If a U.S. citizen is mistakenly arrested, what due process protections apply and how quickly must the error be corrected?
What level of evidence should be required before someone is detained, and who verifies it?
How should enforcement balance speed and efficiency against the risk of detaining the wrong person?
Even simple questions to get them to define standards on sources. You know their sources are the MAGA influencers. But they trust them…so we can question that.
How do you decide which sources deserve trust?
When trusted sources disagree, what breaks the tie for you?
What would you need to see to revise your position?
The point isn’t to trap anyone or score points because I’m coming from a position of genuine curiosity (public facing…privately, I may be upset but my comments I stay cool). The goal is to stop giving them the thing they want…fuel for their outrage. It slows them down and makes them have to think. If a belief can’t survive calm questions, that tells us something without anyone having to say it out loud.
That said, the victory conditions change. The satisfaction is in every dodge, reframe, personal attacks, and ghosting of the thread because I call out ALL of those…but I do it within the frame of the conversation. For example, if someone says “you’re just a looney leftist” my response would be, “How do you know that, I haven’t asserted anything and it doesn’t answer my question.”
Finally? I don’t ask questions for them. I ask for the silent audience which makes up at least 10x of activity in any thread. I stay calm and clinical…because it also shows the difference between the typical raging MAGA and someone asking questions. If we want to shift the needle..questions do that.
Hope this helps. I have a ton of field examples I’ve pulled of these debates…and I’m working on a larger post here
The Shack!
Grandma is beyond the help of books.

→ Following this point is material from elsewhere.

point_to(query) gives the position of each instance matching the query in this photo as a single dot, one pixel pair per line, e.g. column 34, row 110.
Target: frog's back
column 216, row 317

Please make sure nobody gives grandma a ride to vote next elections.
I don’t have much to recommend to her, unfortunately, but if you’re a reader yourself you might want to check out Escaping The Rabbit Hole, which is written by a former conspiracy theorist who was able to come back to reality. It discusses ways to help people like your grandmother.
Weird suggestion, but older books by Christian authors (before the Obama administration). I am currently reading Billy Graham’s first book, on the Beatitudes, for cultural history reasons, and I was shocked in a good way about how uncompromising he is about the old-school Christian messages of ministering to the poor, holding oneself to high standards first, loving thy enemies etc. His son Franklin is a MAGA piece of work but I would love to know what young Billy would have to say about current evangelicalism. Nothing good, I suspect.
“Having faith is believing in something you know ain’t true.” – Mark Twain
Unfortunately, Christianity indeed has harmed her, they conditioned her to value faith above all else. MAGA found a way to twist that faith to their own desires.
I don’t have an answer for how to twist her heart back to compassion, but I do have a book recommendation:
A Man Called Ove – it’s about a grumpy old man who eventually has a change of heart and finds a reason to live by helping out other people in his community. He becomes a very well liked part of his neighborhood.